I have a set of raw data and I have to identify the distribution of that data. What is the easiest way to plot a probability distribution function? I have tried fitting it in normal distribution.
But I am more curious to know which distribution does the data carry within itself ?
I have no code to show my progress as I have failed to find any functions in python that will allow me to test the distribution of the dataset. I do not want to slice the data and force it to fit in may be normal or skew distribution.
Is any way to determine the distribution of the dataset ? Any suggestion appreciated.
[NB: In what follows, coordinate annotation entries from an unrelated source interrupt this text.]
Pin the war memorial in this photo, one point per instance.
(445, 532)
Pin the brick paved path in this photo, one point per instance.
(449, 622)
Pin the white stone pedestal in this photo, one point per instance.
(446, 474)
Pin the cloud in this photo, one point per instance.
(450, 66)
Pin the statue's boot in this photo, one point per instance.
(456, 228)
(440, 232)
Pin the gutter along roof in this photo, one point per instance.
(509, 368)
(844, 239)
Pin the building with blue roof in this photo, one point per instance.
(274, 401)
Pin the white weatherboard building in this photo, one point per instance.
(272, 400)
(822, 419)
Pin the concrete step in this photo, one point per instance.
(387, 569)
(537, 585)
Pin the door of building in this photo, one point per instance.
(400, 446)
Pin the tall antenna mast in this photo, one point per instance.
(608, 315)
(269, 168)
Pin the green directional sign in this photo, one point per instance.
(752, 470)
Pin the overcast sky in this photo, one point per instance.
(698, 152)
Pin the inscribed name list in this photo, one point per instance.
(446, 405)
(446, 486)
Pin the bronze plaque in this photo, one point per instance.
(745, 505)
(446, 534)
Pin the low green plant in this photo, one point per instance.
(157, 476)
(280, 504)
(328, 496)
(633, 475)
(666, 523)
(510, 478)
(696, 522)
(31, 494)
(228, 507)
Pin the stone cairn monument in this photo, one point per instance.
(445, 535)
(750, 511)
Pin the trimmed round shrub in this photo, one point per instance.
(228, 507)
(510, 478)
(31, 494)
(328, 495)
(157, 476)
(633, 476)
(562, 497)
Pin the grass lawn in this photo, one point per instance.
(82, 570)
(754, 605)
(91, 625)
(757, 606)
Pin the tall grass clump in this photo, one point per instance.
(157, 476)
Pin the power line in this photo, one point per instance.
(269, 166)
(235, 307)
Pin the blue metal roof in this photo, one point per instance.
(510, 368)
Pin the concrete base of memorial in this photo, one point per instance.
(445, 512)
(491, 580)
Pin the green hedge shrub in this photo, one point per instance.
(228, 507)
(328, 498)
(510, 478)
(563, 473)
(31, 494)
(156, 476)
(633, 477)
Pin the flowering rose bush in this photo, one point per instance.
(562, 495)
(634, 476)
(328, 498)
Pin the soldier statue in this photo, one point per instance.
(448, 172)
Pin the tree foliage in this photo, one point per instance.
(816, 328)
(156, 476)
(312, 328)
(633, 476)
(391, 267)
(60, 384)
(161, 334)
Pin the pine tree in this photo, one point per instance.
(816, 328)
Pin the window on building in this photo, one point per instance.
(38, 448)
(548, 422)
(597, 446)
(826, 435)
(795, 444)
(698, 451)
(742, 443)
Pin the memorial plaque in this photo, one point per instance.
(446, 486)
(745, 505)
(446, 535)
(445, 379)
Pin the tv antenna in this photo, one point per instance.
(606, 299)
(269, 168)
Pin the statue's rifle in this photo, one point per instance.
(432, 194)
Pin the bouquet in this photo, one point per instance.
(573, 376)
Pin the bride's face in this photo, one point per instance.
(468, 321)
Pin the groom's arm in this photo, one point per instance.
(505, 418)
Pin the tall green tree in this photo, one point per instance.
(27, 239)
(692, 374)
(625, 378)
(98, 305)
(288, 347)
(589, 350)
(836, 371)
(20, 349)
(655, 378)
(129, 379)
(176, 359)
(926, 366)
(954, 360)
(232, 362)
Is this any correct approach ? Example
This is something close what I am looking for but again it fits the data into normal distribution. Example
EDIT:
The input has million rows and the short sample is given below
Hashtag,Frequency
#Car,45
#photo,4
#movie,6
#life,1
The frequency ranges from 1 to 20,000 count and I am trying to identify the distribution of the frequency of the keywords. I tried plotting a simple histogram but I get the output as a single bar.
Code:
import pandas
import matplotlib.pyplot as plt
df = pandas.read_csv('Paris_random_hash.csv', sep=',')
plt.hist(df['Frequency'])
plt.show()
Output
This is a minimal working example for showing a histogram. It only solves part of your question, but it can be a step towards your goal. Note that the histogram function gives you the values at the two corners of the bin and you have to interpolate to get the center value.
import numpy as np
import matplotlib.pyplot as pl
x = np.random.randn(10000)
nbins = 20
n, bins = np.histogram(x, nbins, density=1)
pdfx = np.zeros(n.size)
pdfy = np.zeros(n.size)
for k in range(n.size):
pdfx[k] = 0.5*(bins[k]+bins[k+1])
pdfy[k] = n[k]
pl.plot(pdfx, pdfy)
You can fit your data using the example shown in:
Fitting empirical distribution to theoretical ones with Scipy (Python)?
Definitely a stats question - sounds like you're trying to do a probability test of whether the distribution is significantly similar to the normal, lognormal, binomial, etc. distributions. The easiest is to test for normal or lognormal as explained below.
Set your Pvalue cutoff, usually if your Pvalue <= 0.05 then it is NOT normally distributed.
In Python use SciPy, you just need your P value returned to test, so 2 return values from this function (I'm ignoring optional (not needed) inputs here for clarity):
import scipy.stats
[W, Pvalue] = scipy.stats.morestats.shapiro(x)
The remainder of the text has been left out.